You may want to know: “ Will a homeowner renew his home insurance policy next year (Yes or No)?” Or “How much should we charge a customer’s homeowner policy?” Or “How long will a customer continue to hold the homeowner's policy? These questions concern “if”, “how much” and “how long”.
The business objective will determine your selection for the target variable. If it is about “if yes or not”, your target variable is a binary “yes” or “no”. If the business objective is about “how much”, your target variable is the monetary amount. If it is about “how long”, your target variable is “the number of months”. You will also adopt the right algorithm, such as logistic regression, decision trees, or survival analysis to model.
The same thinking process can be applied to loan applications: “Will a mortgage loan applicant default in the future?” or to e-commerce: “Will a customer purchase again?” and many other cases.
How to Build the Modeling Dataset?
The business objectives will also shape your modeling dataset. All the above questions focus on the individual customer level, so the data should be better organized to the individual customer level to answer that question. In Figure (A), a customer has multiple records. Figure (B) collapses Figure (A). It is one customer per record. This is the grain or the minimum level of the data. It defines the right granularity of the data to build your machine-learning model.

Let’s give a summary of the grain of the data. If your business objective is to provide a prediction for each customer, the grain of the data is the customer level. Each record is a customer, as shown in Figure (B). If hypothetically your business objective is to provide predictions for a customer for each of multiple years, the grain of the data shall be at the customer and year level like Figure (A).
Again, Let’s Define the Modeling Dataset
Assume now is the end of 2019 as indicated by the green arrow in Figure (B). You need to develop a model to predict which customer will renew his homeowner policy in 2020. The green ellipses show your objective: you want to build a model to predict the responses in 2020, i.e., you want to use the blue Xs to predict the blue Y in 2020.

How do you define the modeling dataset? You can roll back one year as if you are at the end of 2018 (the yellow arrow). You can take the data in the previous years (the yellow ellipse) to build the model. You use data in 2016–2018 to create your black predictors Xs, and the responses in 2019 as your black target Y. In the modeling dataset, all the Xs are information up to the end of 2018.
This is the modeling dataset that you split randomly into training, test and validation datasets, or k-fold cross-validation. This is what I talked about at the beginning of the article: most textbooks jump into training-test-validation for model training. Here I supplement the step from raw data to modeling data.
How to Prepare New Data for Prediction?
How do you apply this model to predict 2020? You will need to prepare the blue predictors Xs. The way you prepare your black Xs will be the way you prepare your blue predictors.
“Using the previous years to build the model relies on the assumption that there is no change year over year,” you may argue! Yes, you are right. Therefore this is an important point in selecting the right modeling data. If there is a dramatic change year over year, you are advised not to take old data to build your model.
An Example
The following example is from my article “A Primer to Auto Insurance Pricing for Data Scientists”. To build a model to determine the insurance rates, various data sources including policy data, claims data, and external data are joined. Figure (D) shows the idea sources.

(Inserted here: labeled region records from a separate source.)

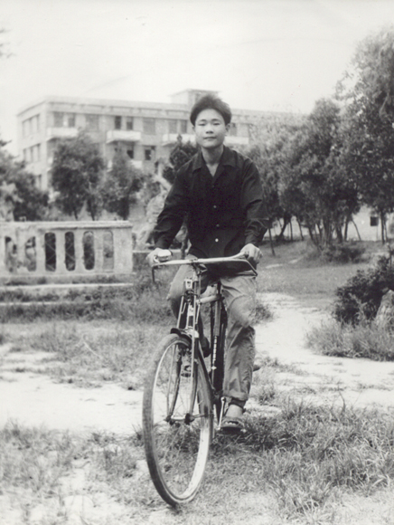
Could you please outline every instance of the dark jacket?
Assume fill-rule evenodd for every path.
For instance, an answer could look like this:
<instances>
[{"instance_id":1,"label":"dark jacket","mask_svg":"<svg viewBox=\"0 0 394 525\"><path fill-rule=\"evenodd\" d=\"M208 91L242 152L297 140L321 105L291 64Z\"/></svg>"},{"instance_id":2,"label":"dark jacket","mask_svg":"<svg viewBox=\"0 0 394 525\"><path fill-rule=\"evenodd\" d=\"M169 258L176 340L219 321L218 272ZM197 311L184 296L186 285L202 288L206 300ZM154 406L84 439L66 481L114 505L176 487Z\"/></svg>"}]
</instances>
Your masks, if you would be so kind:
<instances>
[{"instance_id":1,"label":"dark jacket","mask_svg":"<svg viewBox=\"0 0 394 525\"><path fill-rule=\"evenodd\" d=\"M255 164L224 147L212 177L197 153L180 168L168 193L154 232L155 246L169 248L183 219L189 253L197 257L234 255L249 243L258 246L268 218Z\"/></svg>"}]
</instances>

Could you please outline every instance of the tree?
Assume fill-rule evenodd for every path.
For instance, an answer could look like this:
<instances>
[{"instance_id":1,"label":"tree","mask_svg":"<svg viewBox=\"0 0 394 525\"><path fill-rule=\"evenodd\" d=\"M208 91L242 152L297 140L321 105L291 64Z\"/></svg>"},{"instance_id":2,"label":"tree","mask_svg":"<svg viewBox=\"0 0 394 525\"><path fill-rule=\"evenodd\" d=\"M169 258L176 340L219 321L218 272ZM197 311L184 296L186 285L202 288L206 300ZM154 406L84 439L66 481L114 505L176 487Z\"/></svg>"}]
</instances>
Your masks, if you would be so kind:
<instances>
[{"instance_id":1,"label":"tree","mask_svg":"<svg viewBox=\"0 0 394 525\"><path fill-rule=\"evenodd\" d=\"M112 170L102 188L104 207L126 221L130 215L130 206L136 202L136 193L142 188L143 181L142 173L133 167L127 155L121 149L117 151Z\"/></svg>"},{"instance_id":2,"label":"tree","mask_svg":"<svg viewBox=\"0 0 394 525\"><path fill-rule=\"evenodd\" d=\"M4 149L5 145L0 139L0 186L14 185L14 219L42 220L48 210L48 194L36 187L34 176Z\"/></svg>"},{"instance_id":3,"label":"tree","mask_svg":"<svg viewBox=\"0 0 394 525\"><path fill-rule=\"evenodd\" d=\"M343 104L341 164L380 215L384 243L386 217L394 211L394 28L359 44L337 98Z\"/></svg>"},{"instance_id":4,"label":"tree","mask_svg":"<svg viewBox=\"0 0 394 525\"><path fill-rule=\"evenodd\" d=\"M192 144L192 142L183 143L182 141L182 135L179 135L176 144L170 153L169 163L163 171L163 177L173 184L178 169L183 164L186 164L197 151L196 146Z\"/></svg>"},{"instance_id":5,"label":"tree","mask_svg":"<svg viewBox=\"0 0 394 525\"><path fill-rule=\"evenodd\" d=\"M342 226L358 210L357 188L339 164L340 108L318 100L290 143L281 175L280 202L307 228L314 243L328 246L343 240Z\"/></svg>"},{"instance_id":6,"label":"tree","mask_svg":"<svg viewBox=\"0 0 394 525\"><path fill-rule=\"evenodd\" d=\"M97 218L98 187L103 169L104 160L98 148L84 132L80 132L75 138L61 140L53 155L52 169L60 209L78 219L87 205L92 219Z\"/></svg>"},{"instance_id":7,"label":"tree","mask_svg":"<svg viewBox=\"0 0 394 525\"><path fill-rule=\"evenodd\" d=\"M286 145L299 129L301 122L293 116L271 118L253 129L254 144L246 152L258 167L260 174L265 203L271 221L282 221L278 240L283 238L291 224L292 213L283 207L279 200L279 185L283 164L286 163Z\"/></svg>"}]
</instances>

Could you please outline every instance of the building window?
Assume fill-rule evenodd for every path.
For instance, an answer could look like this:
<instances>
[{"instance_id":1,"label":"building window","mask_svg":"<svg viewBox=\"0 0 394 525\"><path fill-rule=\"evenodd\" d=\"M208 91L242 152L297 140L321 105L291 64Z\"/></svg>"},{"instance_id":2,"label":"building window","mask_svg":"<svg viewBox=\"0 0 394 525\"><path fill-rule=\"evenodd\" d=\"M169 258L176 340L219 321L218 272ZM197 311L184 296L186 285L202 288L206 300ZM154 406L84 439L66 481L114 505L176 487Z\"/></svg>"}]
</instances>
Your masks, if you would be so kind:
<instances>
[{"instance_id":1,"label":"building window","mask_svg":"<svg viewBox=\"0 0 394 525\"><path fill-rule=\"evenodd\" d=\"M231 135L232 137L236 137L237 134L238 134L237 124L235 122L231 122L230 125L229 135Z\"/></svg>"},{"instance_id":2,"label":"building window","mask_svg":"<svg viewBox=\"0 0 394 525\"><path fill-rule=\"evenodd\" d=\"M69 128L75 128L75 113L69 113L67 116L67 126Z\"/></svg>"},{"instance_id":3,"label":"building window","mask_svg":"<svg viewBox=\"0 0 394 525\"><path fill-rule=\"evenodd\" d=\"M63 119L64 119L64 113L61 113L60 111L55 111L53 113L53 126L55 128L62 128L63 127Z\"/></svg>"},{"instance_id":4,"label":"building window","mask_svg":"<svg viewBox=\"0 0 394 525\"><path fill-rule=\"evenodd\" d=\"M156 121L155 119L144 119L144 133L146 135L155 135L156 134Z\"/></svg>"},{"instance_id":5,"label":"building window","mask_svg":"<svg viewBox=\"0 0 394 525\"><path fill-rule=\"evenodd\" d=\"M32 118L33 120L33 130L34 133L40 131L40 115L35 115Z\"/></svg>"},{"instance_id":6,"label":"building window","mask_svg":"<svg viewBox=\"0 0 394 525\"><path fill-rule=\"evenodd\" d=\"M98 131L98 115L86 115L86 128L90 131Z\"/></svg>"},{"instance_id":7,"label":"building window","mask_svg":"<svg viewBox=\"0 0 394 525\"><path fill-rule=\"evenodd\" d=\"M115 129L122 129L122 117L117 115L115 117Z\"/></svg>"},{"instance_id":8,"label":"building window","mask_svg":"<svg viewBox=\"0 0 394 525\"><path fill-rule=\"evenodd\" d=\"M155 160L155 146L145 148L145 159Z\"/></svg>"}]
</instances>

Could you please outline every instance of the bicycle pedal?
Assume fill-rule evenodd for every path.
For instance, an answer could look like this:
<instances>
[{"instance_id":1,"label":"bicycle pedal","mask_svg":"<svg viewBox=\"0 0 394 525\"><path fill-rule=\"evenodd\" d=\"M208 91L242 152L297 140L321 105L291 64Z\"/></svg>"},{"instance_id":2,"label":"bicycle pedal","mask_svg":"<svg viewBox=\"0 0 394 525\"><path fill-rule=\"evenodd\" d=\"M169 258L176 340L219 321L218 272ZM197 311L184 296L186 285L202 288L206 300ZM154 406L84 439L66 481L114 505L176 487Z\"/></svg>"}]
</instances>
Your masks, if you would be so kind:
<instances>
[{"instance_id":1,"label":"bicycle pedal","mask_svg":"<svg viewBox=\"0 0 394 525\"><path fill-rule=\"evenodd\" d=\"M181 372L181 376L183 377L190 377L191 375L192 375L192 366L188 363L187 365L184 365Z\"/></svg>"}]
</instances>

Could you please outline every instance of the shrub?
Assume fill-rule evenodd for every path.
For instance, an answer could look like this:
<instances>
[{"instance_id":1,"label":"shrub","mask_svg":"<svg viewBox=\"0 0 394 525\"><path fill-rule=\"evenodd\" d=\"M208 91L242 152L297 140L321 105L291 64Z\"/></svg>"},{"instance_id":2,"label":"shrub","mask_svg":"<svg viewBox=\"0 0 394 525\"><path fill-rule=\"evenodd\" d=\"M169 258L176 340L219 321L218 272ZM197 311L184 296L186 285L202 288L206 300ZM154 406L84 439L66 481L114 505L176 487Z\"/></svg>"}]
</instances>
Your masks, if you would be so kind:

All the various data sources are joined to the policy-year level. The policy-year level can be at other desired levels such as monthly, quarterly, or half-yearly. Sometimes it makes a better sense to prepare the data at the policy-half-year level. Figure (E) presents this case. Notice that Policyholder 1 lived in New York in the first half of the policy year and then moved to Massachusetts in the second half of the policy year. The modeling dataset is set at a policy-half-year level in order to reflect the fact that policyholders moving from one location to another during a policy year.